Key facts
- Oil prices fell after Oman reported normal operations at its Mina al Fahal port.
- Operations were previously suspended following an explosion near the port's mooring berths.
- Brent crude futures decreased by 0.53% to $94.53 a barrel.
- U.S. West Texas Intermediate crude was down 0.46% at $92.61 a barrel.
- Both benchmarks are still on track for their first weekly gain in three weeks.
Oil prices experienced a slight decline as Oman announced that operations at its Mina al Fahal port were proceeding normally, following an earlier report by Reuters that oil loadings had been suspended due to an explosion near the terminal's mooring berths. Brent crude futures fell by 50 cents, or 0.53%, to $94.53 a barrel, while U.S. West Texas Intermediate crude was down 43 cents, or 0.46%, at $92.61 a barrel. Despite this dip, both benchmarks are on track for their first weekly gain in three weeks, with Brent up 2.7% and WTI around 6%. This rise was attributed to heightened tensions in the Middle East and ongoing peace talks between the U.S. and Iran, which have limited traffic in the Strait of Hormuz, a critical oil transit route.
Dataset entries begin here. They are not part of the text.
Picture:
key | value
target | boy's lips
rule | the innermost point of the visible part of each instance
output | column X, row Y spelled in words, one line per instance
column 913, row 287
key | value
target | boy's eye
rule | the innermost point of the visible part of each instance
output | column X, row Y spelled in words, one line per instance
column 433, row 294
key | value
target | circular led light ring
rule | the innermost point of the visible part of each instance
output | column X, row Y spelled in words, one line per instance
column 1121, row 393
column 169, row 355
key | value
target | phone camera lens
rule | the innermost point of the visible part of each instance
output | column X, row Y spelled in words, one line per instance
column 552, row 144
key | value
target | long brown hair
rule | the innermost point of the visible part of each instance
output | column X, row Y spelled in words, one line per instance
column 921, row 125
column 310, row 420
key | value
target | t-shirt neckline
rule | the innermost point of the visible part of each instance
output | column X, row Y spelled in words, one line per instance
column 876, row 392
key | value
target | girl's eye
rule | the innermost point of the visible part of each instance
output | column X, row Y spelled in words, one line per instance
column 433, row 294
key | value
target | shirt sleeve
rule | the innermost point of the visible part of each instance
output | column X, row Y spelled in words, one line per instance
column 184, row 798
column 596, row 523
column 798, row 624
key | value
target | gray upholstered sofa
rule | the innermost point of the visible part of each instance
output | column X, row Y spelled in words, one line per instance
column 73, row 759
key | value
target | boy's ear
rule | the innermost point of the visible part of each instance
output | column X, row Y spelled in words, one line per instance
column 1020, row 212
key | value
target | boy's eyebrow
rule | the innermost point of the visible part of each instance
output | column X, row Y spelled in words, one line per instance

Petroleum Development Oman confirmed the normal operations, despite the earlier reports of suspension. Oman exports between 800,000 and 900,000 barrels of crude per day from this terminal. Market analyst Tony Sycamore noted that optimism is clouded by conflicting headlines. OPEC Secretary General Haitham Al Ghais reiterated the organization's oil demand growth forecast of 1.2 million barrels per day for the year, unaffected by the Middle East conflict or potential Strait of Hormuz closures. Iranian oil exports have reportedly fallen to a six-year low due to U.S. naval blockades and weak demand from China.